Aunque no me faltaba de nada, era consciente de que el dinero escaseaba y me preguntaba cómo conseguía tía Selma acabar la semana. Era una bordadora sin igual, pero a finales de la década de 1960 la clientela empezaba a disminuir y los ajuares de las jóvenes pasaron a componerse de piezas modernas, importadas de Europa o compradas allí mismo, en las tiendas de moda. Si bien tía Selma nunca se quejó de tenerme a su cargo, yo me sentía incómoda por no poder contribuir a los gastos de la casa. Ella lo adivinó y una mañana, mientras pelábamos las verduras para la cena, me soltó: «Dios provee a las necesidades de las aves y de los gusanos que viven en el seno de la roca. Pero ¿qué decir de los humanos que blasfeman de Él a lo largo del día? Parece ser que hay crisis. Yo digo que hemos de hacer como nuestros hermanos argelinos, ¡colectivizarlo todo! Sí, eso es lo que he oído en la radio. Houari Boumediene ha requisado tierras y ganado con el fin de redistribuirlos equitativamente. Si la gente no quiere compartir, ¡hay que colgarlos por la lengua, que nunca pronuncia suficientes al hamdou lillah![26]».
No tardé en descubrir que mi tía, a la que las contradicciones no le quitaban el sueño, no sólo se contentaba con ser invitada a las veladas de los burgueses tanjaouis[27], sino que preparaba asimismo los menús establecidos por las señoras de la casa, dirigía al equipo de sirvientas, supervisaba las ollas de hrira[28] y las bandejas de tajín, y velaba también por la adecuada dosificación de los machroubat[29] perfumados. Adquirió la costumbre de llevarme en calidad de pinche, y me recomendaba que abriera los ojos, que aprendiese a vivir y a comportarme en sociedad. En efecto, una vez los manjares a punto, las dos nos cambiábamos de ropa y nos mezclábamos con la buena sociedad. La gente apreciaba el humor corrosivo de tía Selma y sus atrevimientos de lenguaje, que ridiculizaban a las cursilonas. Todo el mundo sabía que pertenecía a una familia burguesa, arruinada por las disputas entre los herederos y la rivalidad entre las cuñadas. Era una de los suyos, aunque ligeramente desclasada.
No, nunca me sentí a gusto en esas fiestas. Siempre elegía un rincón y me quedaba allí, muy tiesa, con los nervios a flor de piel, tratando de que me olvidaran, demasiado tímida para hablar, demasiado orgullosa para comer en casa de desconocidos.

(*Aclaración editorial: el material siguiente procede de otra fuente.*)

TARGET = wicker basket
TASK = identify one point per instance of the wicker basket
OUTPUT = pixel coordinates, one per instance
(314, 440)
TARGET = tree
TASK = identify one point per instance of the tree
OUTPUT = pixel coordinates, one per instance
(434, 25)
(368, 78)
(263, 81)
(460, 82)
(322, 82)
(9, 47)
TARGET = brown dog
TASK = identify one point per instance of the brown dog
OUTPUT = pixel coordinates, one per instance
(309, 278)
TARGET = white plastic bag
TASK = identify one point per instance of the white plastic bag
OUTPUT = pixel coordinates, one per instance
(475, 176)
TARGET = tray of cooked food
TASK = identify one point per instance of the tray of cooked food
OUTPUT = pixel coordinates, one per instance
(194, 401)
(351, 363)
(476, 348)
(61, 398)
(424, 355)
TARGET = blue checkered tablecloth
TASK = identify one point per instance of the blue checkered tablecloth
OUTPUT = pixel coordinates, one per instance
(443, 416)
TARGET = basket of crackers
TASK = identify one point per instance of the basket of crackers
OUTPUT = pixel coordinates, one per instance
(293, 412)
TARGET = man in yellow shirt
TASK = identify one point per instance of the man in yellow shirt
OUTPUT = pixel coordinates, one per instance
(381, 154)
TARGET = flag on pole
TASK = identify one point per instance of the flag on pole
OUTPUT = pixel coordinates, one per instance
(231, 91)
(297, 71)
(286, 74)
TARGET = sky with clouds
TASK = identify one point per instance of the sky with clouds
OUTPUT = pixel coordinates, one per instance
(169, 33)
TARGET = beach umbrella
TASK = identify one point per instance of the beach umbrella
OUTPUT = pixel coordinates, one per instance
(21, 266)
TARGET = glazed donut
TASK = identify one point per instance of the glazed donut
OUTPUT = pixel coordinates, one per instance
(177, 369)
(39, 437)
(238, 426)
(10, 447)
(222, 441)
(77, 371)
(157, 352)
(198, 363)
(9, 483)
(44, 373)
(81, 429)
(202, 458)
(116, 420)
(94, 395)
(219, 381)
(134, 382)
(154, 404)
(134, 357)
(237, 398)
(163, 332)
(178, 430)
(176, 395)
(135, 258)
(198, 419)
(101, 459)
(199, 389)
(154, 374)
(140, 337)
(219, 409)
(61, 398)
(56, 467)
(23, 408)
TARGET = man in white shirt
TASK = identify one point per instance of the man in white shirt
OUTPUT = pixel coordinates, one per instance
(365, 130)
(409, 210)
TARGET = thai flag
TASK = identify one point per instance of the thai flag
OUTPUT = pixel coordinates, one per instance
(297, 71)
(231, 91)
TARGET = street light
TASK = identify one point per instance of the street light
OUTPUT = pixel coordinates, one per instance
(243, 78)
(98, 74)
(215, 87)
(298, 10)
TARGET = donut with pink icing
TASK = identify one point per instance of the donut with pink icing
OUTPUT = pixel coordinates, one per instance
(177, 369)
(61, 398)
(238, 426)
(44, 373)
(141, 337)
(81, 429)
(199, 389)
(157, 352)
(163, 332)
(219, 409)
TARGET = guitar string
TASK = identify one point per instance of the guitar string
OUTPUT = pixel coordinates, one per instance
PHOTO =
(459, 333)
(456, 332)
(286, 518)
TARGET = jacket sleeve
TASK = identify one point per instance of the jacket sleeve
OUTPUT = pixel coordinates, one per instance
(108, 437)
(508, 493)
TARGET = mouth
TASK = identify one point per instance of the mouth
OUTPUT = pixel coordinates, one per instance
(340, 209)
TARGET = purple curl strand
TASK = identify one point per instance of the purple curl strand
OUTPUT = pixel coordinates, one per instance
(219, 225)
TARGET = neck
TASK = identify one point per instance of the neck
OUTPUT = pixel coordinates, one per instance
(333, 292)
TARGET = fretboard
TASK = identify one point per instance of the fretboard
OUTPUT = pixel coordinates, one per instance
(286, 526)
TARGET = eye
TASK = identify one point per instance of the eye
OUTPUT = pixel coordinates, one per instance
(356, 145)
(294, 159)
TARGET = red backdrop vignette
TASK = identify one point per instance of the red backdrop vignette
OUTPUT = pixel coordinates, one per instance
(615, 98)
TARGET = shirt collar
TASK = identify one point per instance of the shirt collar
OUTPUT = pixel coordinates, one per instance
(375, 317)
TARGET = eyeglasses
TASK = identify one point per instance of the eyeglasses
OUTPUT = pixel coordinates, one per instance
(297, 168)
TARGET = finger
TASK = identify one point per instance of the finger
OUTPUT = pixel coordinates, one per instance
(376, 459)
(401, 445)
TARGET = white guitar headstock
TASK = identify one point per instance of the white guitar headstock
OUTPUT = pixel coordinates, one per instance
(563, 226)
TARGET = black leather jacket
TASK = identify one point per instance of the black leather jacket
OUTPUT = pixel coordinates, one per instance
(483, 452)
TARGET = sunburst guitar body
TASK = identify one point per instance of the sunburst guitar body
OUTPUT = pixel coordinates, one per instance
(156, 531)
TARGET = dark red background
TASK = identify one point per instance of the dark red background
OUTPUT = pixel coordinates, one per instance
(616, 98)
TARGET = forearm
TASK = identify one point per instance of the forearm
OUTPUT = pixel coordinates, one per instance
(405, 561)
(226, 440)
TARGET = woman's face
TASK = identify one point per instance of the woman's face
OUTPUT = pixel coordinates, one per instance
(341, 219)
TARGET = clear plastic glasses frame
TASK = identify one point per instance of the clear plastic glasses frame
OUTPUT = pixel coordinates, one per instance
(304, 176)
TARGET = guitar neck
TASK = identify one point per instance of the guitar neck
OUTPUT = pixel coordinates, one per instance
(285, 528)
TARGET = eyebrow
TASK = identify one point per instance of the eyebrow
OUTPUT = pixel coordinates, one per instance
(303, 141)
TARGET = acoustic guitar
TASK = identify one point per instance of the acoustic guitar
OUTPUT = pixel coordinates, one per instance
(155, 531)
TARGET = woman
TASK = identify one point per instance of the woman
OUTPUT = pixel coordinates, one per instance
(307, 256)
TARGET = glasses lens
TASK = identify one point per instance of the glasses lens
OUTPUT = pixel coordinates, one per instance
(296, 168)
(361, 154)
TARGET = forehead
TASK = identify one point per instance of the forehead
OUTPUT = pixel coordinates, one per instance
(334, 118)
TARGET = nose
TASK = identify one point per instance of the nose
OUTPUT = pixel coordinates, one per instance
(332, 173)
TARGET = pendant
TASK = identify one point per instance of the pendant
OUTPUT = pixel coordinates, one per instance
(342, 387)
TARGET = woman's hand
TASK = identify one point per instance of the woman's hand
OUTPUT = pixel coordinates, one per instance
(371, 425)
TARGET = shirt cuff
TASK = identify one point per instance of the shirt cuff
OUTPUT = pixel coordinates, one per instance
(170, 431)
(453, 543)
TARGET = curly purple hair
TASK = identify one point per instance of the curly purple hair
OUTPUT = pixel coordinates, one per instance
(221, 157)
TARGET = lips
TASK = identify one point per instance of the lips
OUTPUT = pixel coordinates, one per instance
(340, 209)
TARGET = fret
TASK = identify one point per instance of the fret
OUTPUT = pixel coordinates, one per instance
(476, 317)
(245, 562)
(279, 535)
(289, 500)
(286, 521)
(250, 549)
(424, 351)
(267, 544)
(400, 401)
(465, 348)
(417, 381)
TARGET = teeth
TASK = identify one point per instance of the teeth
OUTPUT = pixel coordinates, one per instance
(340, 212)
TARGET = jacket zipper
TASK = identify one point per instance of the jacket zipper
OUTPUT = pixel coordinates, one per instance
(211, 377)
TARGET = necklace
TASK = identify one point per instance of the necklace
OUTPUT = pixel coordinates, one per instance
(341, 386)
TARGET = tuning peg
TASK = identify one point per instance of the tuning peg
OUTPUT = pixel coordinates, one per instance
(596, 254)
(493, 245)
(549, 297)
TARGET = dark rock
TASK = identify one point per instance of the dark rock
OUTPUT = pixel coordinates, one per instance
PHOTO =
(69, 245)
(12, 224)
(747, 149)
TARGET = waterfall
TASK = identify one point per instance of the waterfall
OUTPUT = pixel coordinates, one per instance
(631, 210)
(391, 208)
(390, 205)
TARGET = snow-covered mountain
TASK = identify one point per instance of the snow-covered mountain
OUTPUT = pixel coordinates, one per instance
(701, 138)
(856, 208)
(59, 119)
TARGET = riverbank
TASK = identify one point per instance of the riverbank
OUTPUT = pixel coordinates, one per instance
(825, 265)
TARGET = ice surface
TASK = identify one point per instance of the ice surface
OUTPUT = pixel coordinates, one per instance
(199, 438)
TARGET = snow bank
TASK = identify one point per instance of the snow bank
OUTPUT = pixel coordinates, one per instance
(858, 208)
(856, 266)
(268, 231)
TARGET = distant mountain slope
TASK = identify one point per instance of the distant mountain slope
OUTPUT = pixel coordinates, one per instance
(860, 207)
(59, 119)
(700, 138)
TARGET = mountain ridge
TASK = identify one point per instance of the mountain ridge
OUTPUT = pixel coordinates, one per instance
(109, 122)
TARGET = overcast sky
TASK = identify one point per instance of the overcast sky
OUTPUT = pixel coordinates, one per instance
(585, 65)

Observaba a tía Selma, que circulaba entre los invitados, elogiando a uno, cuchicheando una confidencia al oído de otro, mientras su mano levantaba con gesto elegante el bajo de su caftán ricamente bordado, con una sonrisa radiante en los labios. Su estancia en Imchouk no había estropeado ni sus dientes ni sus modales. Por desgracia, no se había traído de allí más que el rabioso «¡uf!» de Bornia, pues no tuvo redaños para desplumar a su marido a fin de precaver las vicisitudes de la vejez.